/fcrepo-doctor

A tool for diagnosing and repairing OCFL-based Fedora repositories.

Primary LanguageJavaApache License 2.0Apache-2.0

fcrepo-doctor

A tool for diagnosing and repairing OCFL-based Fedora repositories.

Requirements

Java 11

Usage

Usage: fcrepo-doctor [-dhvV] [--disable-auto-versioning] [-f=<problemsFile>]
                     [-o=<outputDir>] [-p=<parallelism>] -r=<ocflRoot>
                     [--s3-access-key=<s3AccessKey>] [--s3-bucket=<s3Bucket>]
                     [--s3-endpoint=<s3Endpoint>] [--s3-profile=<s3Profile>]
                     [--s3-region=<s3Region>] [--s3-secret-key=<s3SecretKey>]
                     -t=<tempDir>
A tool for diagnosing and repairing OCFL-based Fedora repositories.
  -d, --debug                Enable stack traces
      --disable-auto-versioning
                             Disables auto-versioning, which means that
                               applying fixes will NOT automatically result in
                               a new version of the affected resources.
  -f, --fix=<problemsFile>   Path to a file that contains a list of files to
                               fix. This file is generated by first running the
                               command without this option.
  -h, --help                 Show this help message and exit.
  -o, --output=<outputDir>   Path to a directory to write output files into.
                               Default: current directory
  -p, --parallelism=<parallelism>
                             Number of threads to use. Default: number of cores
                               minus one
  -r, --ocfl-root=<ocflRoot> Path to Fedora's OCFL storage root. When using S3,
                               this is the prefix within the bucket that the
                               storage root is located it, and it should be an
                               empty string if no prefix is used.
      --s3-access-key=<s3AccessKey>
                             S3 access key. If provided, a secret key must also
                               be specified
      --s3-bucket=<s3Bucket> S3 bucket the OCFL repository is in
      --s3-endpoint=<s3Endpoint>
                             URL to the S3 endpoint
      --s3-profile=<s3Profile>
                             S3 profile to use.
      --s3-region=<s3Region> S3 region
      --s3-secret-key=<s3SecretKey>
                             S3 secret key. If provided, an access key must
                               also be specified
  -t, --temp=<tempDir>       Path to a directory on the same filesystem as the
                               OCFL root to use for temporary files
  -v, --verbose              Enable more verbose logging
  -V, --version              Print version information and exit.

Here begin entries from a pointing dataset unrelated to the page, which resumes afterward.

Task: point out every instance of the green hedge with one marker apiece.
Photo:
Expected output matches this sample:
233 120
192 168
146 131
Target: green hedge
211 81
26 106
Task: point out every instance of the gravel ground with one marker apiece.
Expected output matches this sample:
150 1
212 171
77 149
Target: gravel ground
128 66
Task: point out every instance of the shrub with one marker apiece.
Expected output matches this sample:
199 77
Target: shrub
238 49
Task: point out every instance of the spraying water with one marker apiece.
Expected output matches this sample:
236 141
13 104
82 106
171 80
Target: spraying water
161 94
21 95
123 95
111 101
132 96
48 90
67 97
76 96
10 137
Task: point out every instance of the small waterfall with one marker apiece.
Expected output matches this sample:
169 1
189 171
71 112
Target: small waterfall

fcrepo-doctor is intended to be run in two phases. The first phase scans a repository and writes a fcrepo-doctor-problems.json file that contains all of the resources that were identified with problems. This first phase can be run while Fedora is operating normally.

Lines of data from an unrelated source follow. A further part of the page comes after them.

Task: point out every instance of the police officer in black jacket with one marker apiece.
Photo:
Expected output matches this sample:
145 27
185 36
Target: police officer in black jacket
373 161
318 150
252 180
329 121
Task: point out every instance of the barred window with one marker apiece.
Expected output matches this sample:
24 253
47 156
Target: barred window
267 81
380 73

In the second phase, the fcrepo-doctor-problems.json file is passed back to fcrepo-doctor, and it attempts to resolve all of the problems that identified in the first phase. For this phase, Fedore MUST be shutdown or at least not be actively written to.

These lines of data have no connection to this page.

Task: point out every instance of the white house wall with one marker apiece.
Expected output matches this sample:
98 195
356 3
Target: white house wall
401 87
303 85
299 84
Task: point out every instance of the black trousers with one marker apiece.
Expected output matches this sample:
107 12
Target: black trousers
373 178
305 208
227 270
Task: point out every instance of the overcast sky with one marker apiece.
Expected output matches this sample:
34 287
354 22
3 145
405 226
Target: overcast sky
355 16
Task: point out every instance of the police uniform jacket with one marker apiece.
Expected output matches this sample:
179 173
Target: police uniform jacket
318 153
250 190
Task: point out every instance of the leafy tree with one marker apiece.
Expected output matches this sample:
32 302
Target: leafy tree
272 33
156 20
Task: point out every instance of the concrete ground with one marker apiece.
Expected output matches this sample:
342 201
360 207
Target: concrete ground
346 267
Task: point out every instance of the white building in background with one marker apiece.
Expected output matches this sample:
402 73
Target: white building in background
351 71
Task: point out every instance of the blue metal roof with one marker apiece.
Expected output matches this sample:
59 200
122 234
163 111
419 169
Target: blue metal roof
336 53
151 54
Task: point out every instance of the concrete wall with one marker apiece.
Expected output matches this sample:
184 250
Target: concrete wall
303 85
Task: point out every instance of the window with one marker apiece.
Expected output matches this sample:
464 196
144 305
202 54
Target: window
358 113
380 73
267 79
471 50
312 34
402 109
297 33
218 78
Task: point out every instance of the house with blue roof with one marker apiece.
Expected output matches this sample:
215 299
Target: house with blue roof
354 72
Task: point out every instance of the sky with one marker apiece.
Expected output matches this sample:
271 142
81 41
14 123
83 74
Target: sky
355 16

Resources that are not fixed successfully are rolled back and logged to fcrepo-doctor-failed-problems.json. It is safe to stop the utility while it's running. It will gracefully terminate, and write fcrepo-doctor-incomplete-problems.json, which contains all of the problems that have yet to be fixed. This file can then be passed back into the utility to resume where you left off.

Example

# Phase 1: Analyze the repository
java -jar fcrepo-doctor.jar \
  --ocfl-root fcrepo/data/ocfl-root \
  --temp fcrepo/data/ocfl-temp
  
# Phase 2: Fix any problems found
# You may want to tee these logs to a file
java -jar fcrepo-doctor.jar \
  --fix fcrepo-doctor-problems.json \
  --ocfl-root fcrepo/data/ocfl-root \
  --temp fcrepo/data/ocfl-temp

Problems

Invalid Binary Description RDF Subjects

Versions of Fedora 6 prior to 6.2.0 allowed adding triples to a binary description that used the binary description's resource ID as the subject rather than the binary itself, and it would serialize this subject directly rather than translating it to be the binary's ID. However, this was a bug, and it should have translated the ID. fcrepo-doctor is able to identify any binary descriptions that contain invalid subjects, and correct them.